E por tudo isso eu fico cada vez mais pessimista em relação ao futuro da língua. De um lado, uma geração que simplifica em excesso os códigos que nunca dominou e torna aceitável a ignorância. Do outro, uma classe que se aproxima do inglês com a veneração de um melanésio diante de um caixote largado em suas cabeças. Isso não pode dar certo.

5 thoughts on “Mesóclises

  1. Caro Rafael,

    Lá vou eu dar pitaco em coisa que não entendo. Mas tenho alguns amigos linguistas e com eles aprendi algumas coisas (você gosta de inversões também, além das mesóclises? eu gosto). Até onde sei, os linguistas, ou linguistas sérios, implicam com quem implica com os registros fora da norma culta principalmente porque aqueles não percebem (ou não querem perceber ou aceitar) que se trata de formas de comunicação tão válidas quanto a dita norma culta. Estão interessados em conhecer a comunicação humana em suas várias manifestações e, mais interessante, o que todas têm em comum. Se é percebido como paternalismo, é porque não foram bem compreendidos. A intenção é justamente tirar da norma culta a aura de “culta” no sentido de “melhor que as outras”. Pelo menos no quesito *comunicação*.

    Essa visão, que eu acho que é a dominante na linguística, não tem nada a ver com deixar de lado as implicações sociais que determinados registros carregam dentro de si. Falar “nós vai” em vários contextos só vai te ferrar. E é por isso que é uma tremenda sacanagem não ensinar a norma culta a todos, mesmo que continuemos a usar outros registros em nossa intimidade, em bares, campos de futebol. Disso, creio eu, ninguém honesto discorda: a norma culta é capital social.

    Pelo menos, foi isso que aprendi. E talvez eu esteja pregando para convertidos, mas quis deixar registrado.

    • Eu só não gosto de inversões quando elas são usadas como último recurso para uma rima, como naquelas canções da Jovem Guarda. Claro que, como tudo, para mim deve ser usada com moderação.

      Quanto ao resto, acho que você tem razão

  2. Rafael:

    Apenas para constar, você escreve: “Eu não aprendi a ler com os quadrinhos; foi minha mãe que me ensinou, antes do tempo normal”; ressalto que eu, assim como você, também não aprendi a ler com os quadrinhos. Aprendi a ler com mais ou menos 3 anos, com um tio, irmão da minha mãe, que morava em casa e tinha mania de ser professor. Os quadrinhos Disney, apenas melhoram muito o meu português e o meu modo de me expressar, pelo motivos que já citei no outro post.

    No que tange ao restante do seu post, que basicamente trata dessa moda de aceitar ignorância como evolução da língua, eu assino embaixo, pois, esse negócio de ter que ignorar a norma culta e se adequar ao errado pra não ser acusado de disseminar a “moléstia do preconceito linguístico”, também não é comigo. Abraço!

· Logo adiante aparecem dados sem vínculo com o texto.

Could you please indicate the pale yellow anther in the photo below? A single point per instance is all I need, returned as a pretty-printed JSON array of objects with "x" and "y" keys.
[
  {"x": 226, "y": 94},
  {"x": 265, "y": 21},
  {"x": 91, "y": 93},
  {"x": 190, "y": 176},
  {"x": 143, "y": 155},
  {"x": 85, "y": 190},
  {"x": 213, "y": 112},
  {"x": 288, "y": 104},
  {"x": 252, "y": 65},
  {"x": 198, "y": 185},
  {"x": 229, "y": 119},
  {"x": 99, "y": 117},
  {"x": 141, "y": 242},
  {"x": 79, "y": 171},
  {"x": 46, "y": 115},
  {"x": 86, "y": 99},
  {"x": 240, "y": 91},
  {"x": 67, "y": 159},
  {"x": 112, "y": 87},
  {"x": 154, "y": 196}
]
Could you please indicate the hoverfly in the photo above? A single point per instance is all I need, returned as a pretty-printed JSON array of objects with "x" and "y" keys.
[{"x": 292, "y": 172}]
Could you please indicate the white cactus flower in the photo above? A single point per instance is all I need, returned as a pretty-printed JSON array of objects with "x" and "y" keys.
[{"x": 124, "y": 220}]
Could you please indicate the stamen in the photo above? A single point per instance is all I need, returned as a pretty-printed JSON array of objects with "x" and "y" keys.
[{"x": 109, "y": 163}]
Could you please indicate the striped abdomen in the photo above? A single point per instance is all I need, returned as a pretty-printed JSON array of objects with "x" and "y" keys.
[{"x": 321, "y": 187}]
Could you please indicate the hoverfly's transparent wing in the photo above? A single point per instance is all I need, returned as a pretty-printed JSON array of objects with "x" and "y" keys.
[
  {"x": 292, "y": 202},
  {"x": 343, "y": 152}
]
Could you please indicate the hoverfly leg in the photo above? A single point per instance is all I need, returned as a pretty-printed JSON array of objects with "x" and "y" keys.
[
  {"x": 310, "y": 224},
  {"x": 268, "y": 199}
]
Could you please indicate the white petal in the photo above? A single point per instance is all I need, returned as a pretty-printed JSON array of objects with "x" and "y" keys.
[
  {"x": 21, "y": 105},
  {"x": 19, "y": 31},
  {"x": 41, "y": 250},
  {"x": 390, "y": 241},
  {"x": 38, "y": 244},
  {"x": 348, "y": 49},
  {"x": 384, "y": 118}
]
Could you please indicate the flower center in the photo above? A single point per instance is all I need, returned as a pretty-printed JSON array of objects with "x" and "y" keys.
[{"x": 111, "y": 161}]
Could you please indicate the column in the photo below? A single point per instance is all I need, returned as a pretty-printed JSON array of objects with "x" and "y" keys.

  3. Complemento: por outro lado, utilizar a norma culta do português de forma pernóstica, com termos inusuais, para se fazer de importante, ou especial, também não é o desejável. Minha filha é bacharel em direito e no seu TCC (ou monografia, como se dizia) ela trata justamente do excesso de “juridiquês” pelos magistrados nos tribunais, o que dificulta o entendimento dos processos e decisões pelas pessoas leigas.
    Alias, existe palavra mais pernóstica que a palavra pernóstica?

    • Falando em adevogados, eu tenho a impressão de que esse pernosticismo está ficando demodê entre eles. Era hora.